George merkte, dass er mit dieser Tour bei einer Frau wie Sharon nicht landen konnte. Er trat einen Schritt zurück und hob beschwichtigend beide Hände. "Okay, okay. Ist okay Baby ..."

Sie wandte sich ab und ging ins Bad. Die Tür ließ sie offen.

"Der Gedanke, dich ein paar Tage lang nicht zu sehen, hat mich einfach auf die Palme gebracht ..." George hörte den Reißverschluss ihres Rockes surren. Offenbar ließ sie sich gerade auf der WC-Schüssel nieder.

Leise schlich der Undercover-Agent zu dem Stuhl neben dem Bett, auf dem seine Kleider lagen. Und redete dabei unablässig weiter. "Es tut mir leid, ehrlich ...", er tastete nach einer Wanze in seiner Lederjacke und ging damit zurück zu ihrem Koffer. Er stand noch unverschlossen auf dem Tisch. Er hörte ihren Wasserstrahl in das Becken rauschen. "Es hat mich einfach ein bisschen heftiger erwischt als vorgesehen ..."

Mit dem Fingernagel bohrte er ein kleines Loch in den Stoff, der den Kofferdeckel von innen auskleidetet.
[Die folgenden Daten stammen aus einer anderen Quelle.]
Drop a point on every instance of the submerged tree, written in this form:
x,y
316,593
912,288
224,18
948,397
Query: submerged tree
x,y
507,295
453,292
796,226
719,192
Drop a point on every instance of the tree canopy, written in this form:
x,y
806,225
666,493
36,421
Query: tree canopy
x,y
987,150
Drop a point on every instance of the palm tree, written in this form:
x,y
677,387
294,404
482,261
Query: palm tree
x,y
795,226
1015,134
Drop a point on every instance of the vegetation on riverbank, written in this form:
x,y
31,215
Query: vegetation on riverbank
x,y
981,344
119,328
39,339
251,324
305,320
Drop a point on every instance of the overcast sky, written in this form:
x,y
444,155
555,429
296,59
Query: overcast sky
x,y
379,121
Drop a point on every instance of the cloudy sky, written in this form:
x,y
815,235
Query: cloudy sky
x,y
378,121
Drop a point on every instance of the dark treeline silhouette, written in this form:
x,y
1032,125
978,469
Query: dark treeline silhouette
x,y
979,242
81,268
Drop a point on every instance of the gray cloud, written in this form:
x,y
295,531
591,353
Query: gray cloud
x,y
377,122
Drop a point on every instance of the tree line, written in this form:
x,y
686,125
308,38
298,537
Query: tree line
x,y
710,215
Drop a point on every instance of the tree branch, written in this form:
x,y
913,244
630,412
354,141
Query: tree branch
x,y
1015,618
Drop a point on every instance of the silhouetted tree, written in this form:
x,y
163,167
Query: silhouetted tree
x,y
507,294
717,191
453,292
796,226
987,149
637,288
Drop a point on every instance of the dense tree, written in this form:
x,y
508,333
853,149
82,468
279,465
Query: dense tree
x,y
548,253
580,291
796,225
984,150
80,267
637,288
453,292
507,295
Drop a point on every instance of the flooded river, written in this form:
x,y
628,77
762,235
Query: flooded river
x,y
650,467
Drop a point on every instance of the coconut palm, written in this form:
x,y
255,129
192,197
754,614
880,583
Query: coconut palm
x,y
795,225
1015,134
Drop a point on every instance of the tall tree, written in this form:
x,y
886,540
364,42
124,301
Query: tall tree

"Das ist auch okay, Will", Sharon stand von der Kloschüssel auf und spülte. "Nur musst du wissen - sobald ich den Eindruck habe ...". Während sie sich die Strumpfhose hochzog und den engen Rock herunterstreifte, fiel ihr Blick auf den Spiegel über dem Waschbecken. "... sobald ich den Eindruck habe, dass du einen Anspruch auf mich erhebst, kannst du gehen ..." Gebannt starrte sie in den Spiegel. Sie sah den nackten George an ihrem Koffer stehen und etwas in das Deckelfutter hineinstecken. Etwas sehr Kleines.

"... hast du das verstanden, Will?" Langsam zog sie den Reißverschluss ihres Rocks hoch.

"Einverstanden, Baby." Als sie aus dem Bad kam, saß er grinsend auf dem Bett und zündete sich wieder eine Zigarette an. "Wann erreich ich dich wieder?"

"Versuch's am Wochenende noch einmal", sie packte ihre Sachen zusammen und ließ sich von ihrem Lover auf die Straße begleiten. Das Taxi wartete schon.

George machte sich auf den Weg in die Doyers Street. Unterwegs frühstückte er in einem Imbiss. Er überschlug sein Tagesprogramm: Nach dem Frühstück der obligatorische Rapport bei Jesse und Milo, dann der Wagendiebstahl und am Abend Potty im >Nickie's<.

Er war bestens gelaunt. Kein Anzeichen sprach dafür, dass er soeben einen Fehler gemacht. Einen kleinen Fehler von außen betrachtet. Für George Sarotti der größte Fehler seines Lebens. Aber davon wusste er noch nichts.